Sending out a book review request is exciting and scary. If you think about buying a book on Amazon or iBook, Barnes & Noble – anywhere – you read the reviews about it, right?
You read the NY Times reviews, the reader reviews on web sites, they are everywhere. A book review can make or break a sale and an author’s reputation as a writer. For instance, if I have 100 great reviews, I am more likely to sell my book to readers who are on the fence about it.
The moral of the story? PLEASE write reviews for books you like. It helps readers that are considering purchasing it and not only does it help the author sell more copies, but it means SO much to us when we hear an honest, well written review. Even if it’s not 5 stars, we want to know what you think. How else will we get better at our craft so you have great books to read?
Speaking about writing... I seem to have fallen into the re-write trap lately. I write a scene, then analyze each word to death then forget what day it was and have to go back in the manuscript. I end up only writing a paragraph in the same amount of time I could have written the majority of a chapter. I am editing while I’m writing. Not good. I need to write like a maniac THEN put it away for a day or two and go back and read through it when I’m done with each chapter to make sure everything is in the right timeline. I have notes everywhere about everything and keep plot twisting. I also have been researching a bunch so that is taking time away from writing as well.

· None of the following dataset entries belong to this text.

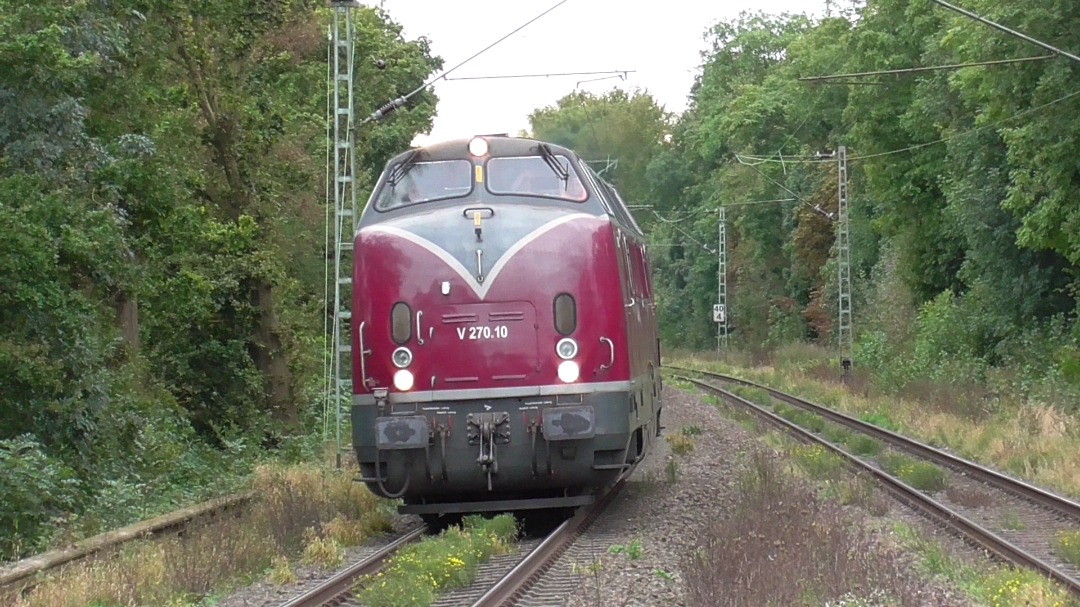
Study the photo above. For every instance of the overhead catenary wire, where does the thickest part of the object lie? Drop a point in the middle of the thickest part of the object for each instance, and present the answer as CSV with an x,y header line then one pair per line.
x,y
552,75
906,70
1007,30
757,160
400,102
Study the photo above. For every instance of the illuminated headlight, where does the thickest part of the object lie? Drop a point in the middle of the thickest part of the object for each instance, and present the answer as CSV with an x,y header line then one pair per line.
x,y
566,348
403,380
477,146
403,358
567,372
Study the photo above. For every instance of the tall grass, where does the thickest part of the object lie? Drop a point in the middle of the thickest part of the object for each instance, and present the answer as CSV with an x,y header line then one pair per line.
x,y
301,510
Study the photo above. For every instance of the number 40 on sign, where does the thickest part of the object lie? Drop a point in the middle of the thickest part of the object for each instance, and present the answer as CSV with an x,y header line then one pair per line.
x,y
719,313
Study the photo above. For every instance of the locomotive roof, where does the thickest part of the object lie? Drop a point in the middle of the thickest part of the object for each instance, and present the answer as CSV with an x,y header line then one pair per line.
x,y
498,145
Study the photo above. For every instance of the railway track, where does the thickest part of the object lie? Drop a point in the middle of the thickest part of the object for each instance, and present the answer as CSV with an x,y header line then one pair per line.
x,y
522,570
24,575
1024,536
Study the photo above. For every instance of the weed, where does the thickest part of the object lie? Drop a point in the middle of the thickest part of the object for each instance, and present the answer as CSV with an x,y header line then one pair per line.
x,y
281,571
1067,547
691,430
1007,587
879,419
417,574
680,444
812,422
257,540
346,531
863,445
633,550
1010,520
969,497
922,475
590,569
807,549
836,433
671,471
818,461
324,552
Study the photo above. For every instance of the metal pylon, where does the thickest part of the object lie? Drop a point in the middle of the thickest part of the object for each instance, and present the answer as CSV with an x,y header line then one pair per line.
x,y
721,281
346,213
844,264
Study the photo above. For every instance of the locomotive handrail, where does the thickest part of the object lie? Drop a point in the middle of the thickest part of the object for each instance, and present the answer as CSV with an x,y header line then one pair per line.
x,y
611,347
363,353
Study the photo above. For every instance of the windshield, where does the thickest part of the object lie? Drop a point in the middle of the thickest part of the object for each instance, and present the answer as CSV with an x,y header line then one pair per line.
x,y
407,184
532,175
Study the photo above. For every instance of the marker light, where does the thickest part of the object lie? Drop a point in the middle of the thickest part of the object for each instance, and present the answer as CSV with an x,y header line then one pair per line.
x,y
567,372
403,358
477,146
566,348
403,380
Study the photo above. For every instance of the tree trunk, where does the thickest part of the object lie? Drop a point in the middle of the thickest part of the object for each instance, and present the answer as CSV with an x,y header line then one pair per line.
x,y
127,321
271,361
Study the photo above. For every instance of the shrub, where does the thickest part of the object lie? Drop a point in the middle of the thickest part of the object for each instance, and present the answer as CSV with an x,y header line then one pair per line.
x,y
35,489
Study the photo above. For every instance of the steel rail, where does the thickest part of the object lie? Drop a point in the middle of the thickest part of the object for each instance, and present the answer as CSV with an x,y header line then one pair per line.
x,y
908,495
342,582
1058,503
21,576
517,581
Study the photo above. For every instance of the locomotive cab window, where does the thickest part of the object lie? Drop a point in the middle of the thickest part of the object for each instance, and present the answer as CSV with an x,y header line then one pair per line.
x,y
413,183
536,176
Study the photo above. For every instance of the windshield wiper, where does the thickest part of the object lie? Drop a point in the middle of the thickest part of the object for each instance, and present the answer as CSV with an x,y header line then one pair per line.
x,y
549,157
399,172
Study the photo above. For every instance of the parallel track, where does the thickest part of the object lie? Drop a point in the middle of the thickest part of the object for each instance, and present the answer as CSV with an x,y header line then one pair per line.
x,y
1063,508
339,588
507,591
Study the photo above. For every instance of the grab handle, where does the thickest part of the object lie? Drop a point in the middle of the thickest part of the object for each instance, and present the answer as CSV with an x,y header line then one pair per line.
x,y
363,355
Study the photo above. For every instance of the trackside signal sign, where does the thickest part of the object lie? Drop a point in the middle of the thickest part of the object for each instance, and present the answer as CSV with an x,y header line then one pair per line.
x,y
719,313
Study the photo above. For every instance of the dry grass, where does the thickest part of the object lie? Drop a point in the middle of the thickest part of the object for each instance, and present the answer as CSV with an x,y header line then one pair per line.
x,y
306,509
793,549
1031,440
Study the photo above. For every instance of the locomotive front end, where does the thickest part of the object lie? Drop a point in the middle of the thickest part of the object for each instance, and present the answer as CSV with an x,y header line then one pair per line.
x,y
494,367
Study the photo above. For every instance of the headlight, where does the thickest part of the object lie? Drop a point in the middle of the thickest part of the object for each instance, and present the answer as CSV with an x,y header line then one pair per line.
x,y
403,358
566,348
477,147
567,372
403,380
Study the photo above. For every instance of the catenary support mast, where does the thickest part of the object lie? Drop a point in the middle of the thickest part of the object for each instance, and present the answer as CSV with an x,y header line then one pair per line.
x,y
720,314
844,264
346,213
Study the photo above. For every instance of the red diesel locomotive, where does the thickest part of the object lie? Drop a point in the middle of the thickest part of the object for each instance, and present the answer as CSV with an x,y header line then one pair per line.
x,y
504,334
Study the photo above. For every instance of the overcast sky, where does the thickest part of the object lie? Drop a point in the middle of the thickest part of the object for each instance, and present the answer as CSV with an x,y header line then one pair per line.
x,y
660,41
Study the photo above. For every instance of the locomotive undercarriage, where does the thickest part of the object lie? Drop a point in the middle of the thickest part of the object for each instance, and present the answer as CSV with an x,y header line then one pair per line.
x,y
499,454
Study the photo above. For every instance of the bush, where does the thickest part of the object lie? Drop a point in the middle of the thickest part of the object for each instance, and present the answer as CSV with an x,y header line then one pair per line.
x,y
35,489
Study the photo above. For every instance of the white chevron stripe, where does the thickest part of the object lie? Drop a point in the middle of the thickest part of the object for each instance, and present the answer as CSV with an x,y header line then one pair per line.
x,y
480,289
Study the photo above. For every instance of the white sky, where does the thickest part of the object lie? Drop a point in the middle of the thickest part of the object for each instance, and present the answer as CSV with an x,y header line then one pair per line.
x,y
661,41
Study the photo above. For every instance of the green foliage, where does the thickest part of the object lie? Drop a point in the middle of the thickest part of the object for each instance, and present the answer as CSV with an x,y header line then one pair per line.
x,y
861,444
818,461
161,244
417,574
1067,547
35,489
919,474
623,129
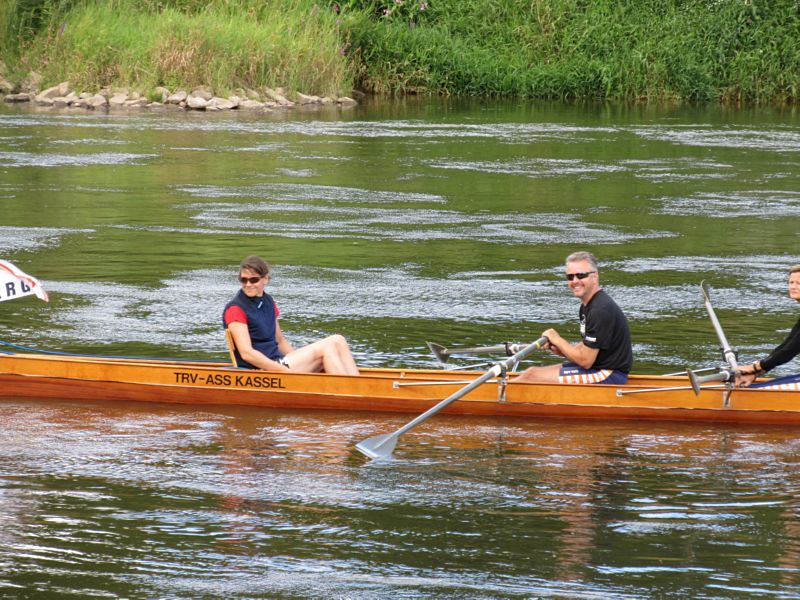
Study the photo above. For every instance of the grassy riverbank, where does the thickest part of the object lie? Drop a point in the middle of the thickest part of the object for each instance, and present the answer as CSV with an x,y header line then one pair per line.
x,y
222,44
643,50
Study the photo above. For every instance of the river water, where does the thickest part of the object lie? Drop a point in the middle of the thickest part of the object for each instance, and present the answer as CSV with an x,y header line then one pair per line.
x,y
395,224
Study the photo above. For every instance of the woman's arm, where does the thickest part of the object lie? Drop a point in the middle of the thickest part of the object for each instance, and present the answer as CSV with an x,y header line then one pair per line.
x,y
241,337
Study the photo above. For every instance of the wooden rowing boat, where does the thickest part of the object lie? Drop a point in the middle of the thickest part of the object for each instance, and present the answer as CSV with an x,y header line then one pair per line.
x,y
27,375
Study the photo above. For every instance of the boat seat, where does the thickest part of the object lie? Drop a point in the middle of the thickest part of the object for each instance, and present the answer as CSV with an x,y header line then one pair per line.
x,y
231,346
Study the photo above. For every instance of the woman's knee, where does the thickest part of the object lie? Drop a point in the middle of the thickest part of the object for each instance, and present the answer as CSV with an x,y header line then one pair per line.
x,y
338,340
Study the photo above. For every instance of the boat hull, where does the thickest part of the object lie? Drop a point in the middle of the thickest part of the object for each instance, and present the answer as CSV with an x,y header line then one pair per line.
x,y
388,390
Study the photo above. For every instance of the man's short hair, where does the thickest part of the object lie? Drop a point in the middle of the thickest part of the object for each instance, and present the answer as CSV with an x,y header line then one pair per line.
x,y
579,256
256,264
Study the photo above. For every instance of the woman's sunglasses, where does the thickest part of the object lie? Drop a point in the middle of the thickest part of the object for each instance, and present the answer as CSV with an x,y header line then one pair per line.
x,y
571,276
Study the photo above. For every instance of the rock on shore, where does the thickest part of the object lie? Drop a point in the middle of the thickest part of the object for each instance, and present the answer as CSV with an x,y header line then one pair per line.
x,y
63,96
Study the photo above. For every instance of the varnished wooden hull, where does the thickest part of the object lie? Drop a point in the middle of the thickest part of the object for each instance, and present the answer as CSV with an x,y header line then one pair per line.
x,y
395,390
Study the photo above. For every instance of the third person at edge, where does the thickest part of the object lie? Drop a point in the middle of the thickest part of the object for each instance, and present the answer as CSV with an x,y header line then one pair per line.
x,y
604,355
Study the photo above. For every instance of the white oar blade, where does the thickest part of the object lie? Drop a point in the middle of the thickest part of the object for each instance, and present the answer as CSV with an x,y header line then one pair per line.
x,y
439,351
378,446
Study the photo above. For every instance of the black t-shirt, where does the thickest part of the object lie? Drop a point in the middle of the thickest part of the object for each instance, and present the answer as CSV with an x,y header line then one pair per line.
x,y
789,348
604,327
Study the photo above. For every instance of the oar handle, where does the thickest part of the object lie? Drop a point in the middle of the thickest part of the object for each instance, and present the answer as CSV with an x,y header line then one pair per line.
x,y
696,381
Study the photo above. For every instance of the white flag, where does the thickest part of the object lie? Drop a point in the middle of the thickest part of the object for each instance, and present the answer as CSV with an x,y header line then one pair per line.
x,y
16,284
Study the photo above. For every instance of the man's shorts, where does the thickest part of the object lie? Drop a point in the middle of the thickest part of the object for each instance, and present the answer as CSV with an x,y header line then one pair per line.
x,y
788,383
572,373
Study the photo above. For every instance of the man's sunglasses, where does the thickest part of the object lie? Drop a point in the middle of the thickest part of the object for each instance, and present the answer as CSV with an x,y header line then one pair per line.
x,y
252,280
571,276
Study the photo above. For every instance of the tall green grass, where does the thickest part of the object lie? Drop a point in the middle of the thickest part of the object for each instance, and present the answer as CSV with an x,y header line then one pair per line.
x,y
652,50
225,44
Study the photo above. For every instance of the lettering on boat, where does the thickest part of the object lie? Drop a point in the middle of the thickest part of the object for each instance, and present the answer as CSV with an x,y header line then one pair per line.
x,y
12,289
229,380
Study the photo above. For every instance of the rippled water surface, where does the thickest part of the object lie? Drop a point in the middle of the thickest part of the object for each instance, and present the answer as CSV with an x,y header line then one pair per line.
x,y
394,225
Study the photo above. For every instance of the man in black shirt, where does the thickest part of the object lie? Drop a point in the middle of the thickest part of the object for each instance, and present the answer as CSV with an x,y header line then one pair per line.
x,y
786,351
604,355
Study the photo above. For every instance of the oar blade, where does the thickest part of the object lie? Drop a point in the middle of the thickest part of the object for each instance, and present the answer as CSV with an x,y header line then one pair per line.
x,y
439,351
706,289
378,446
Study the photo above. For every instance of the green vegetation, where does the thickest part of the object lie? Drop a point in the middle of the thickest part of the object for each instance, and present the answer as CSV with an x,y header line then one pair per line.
x,y
223,44
632,50
653,50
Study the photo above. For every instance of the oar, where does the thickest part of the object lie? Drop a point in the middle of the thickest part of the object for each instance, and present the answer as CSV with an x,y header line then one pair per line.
x,y
381,446
443,354
724,375
727,353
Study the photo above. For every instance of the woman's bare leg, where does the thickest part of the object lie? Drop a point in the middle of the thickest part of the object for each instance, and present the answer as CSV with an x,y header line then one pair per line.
x,y
547,374
331,355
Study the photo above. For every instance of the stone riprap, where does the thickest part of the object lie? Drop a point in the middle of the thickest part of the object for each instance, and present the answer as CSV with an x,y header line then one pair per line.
x,y
63,96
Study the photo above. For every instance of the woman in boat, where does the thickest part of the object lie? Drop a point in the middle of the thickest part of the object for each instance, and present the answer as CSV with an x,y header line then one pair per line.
x,y
786,351
252,318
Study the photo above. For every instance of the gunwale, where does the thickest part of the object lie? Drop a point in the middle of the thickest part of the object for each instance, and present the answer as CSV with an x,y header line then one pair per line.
x,y
650,397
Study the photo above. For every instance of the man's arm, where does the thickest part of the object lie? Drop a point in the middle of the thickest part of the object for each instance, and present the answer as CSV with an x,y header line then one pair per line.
x,y
579,353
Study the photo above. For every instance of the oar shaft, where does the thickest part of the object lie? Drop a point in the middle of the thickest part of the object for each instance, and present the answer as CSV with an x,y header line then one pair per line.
x,y
382,445
493,372
727,353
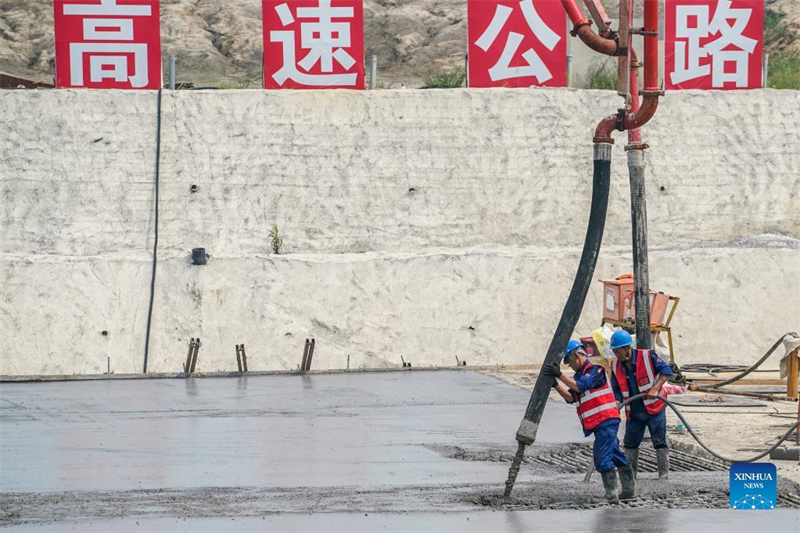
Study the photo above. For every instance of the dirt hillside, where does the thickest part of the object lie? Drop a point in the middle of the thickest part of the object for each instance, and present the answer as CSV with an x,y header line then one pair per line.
x,y
218,42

Ten days until Halloween/Samhain!! There are some great recipes to celebrate the holiday!
Here is just one of them:
These cookies can be made on Hallows Eve. They can be shaped like people and the herb rosemary is added to the dough as a symbol of remembrance. Some of the cookies are eaten while telling stories or attributes of special ancestors, reminding us that we still have access to their strengths--or perhaps a predisposition to their weaknesses. The rest of the cookies are left outside by a bonfire as an offering. This can be a solemn ritual, but it need not be.
1 1/2 c. powdered sugar
1 c. butter or margarine (softened)
2 t. vanilla
1 t. almond extract
2 1/2 c. all purpose flour
1 t. baking soda
1 t. cream of tartar
1 1/2 T. chopped rosemary
Heat oven 375 degrees. In a large bowl, beat sugar, butter, egg, vanilla, almond extract, and rosemary until creamy. In a separate bowl, sift flour, baking soda, and cream of tartar. Fold flour mixture into sugar mixture. Beat until dough forms and refrigerate for three hours. Divide dough into halves. Roll out one portion to 3/16 of an inch on a floured surface. Cut out with gingerbread women or men cutters and place on an ungreased cookie sheet. Repeat rolling and cutting with second portion. Bake for 5-7 minutes.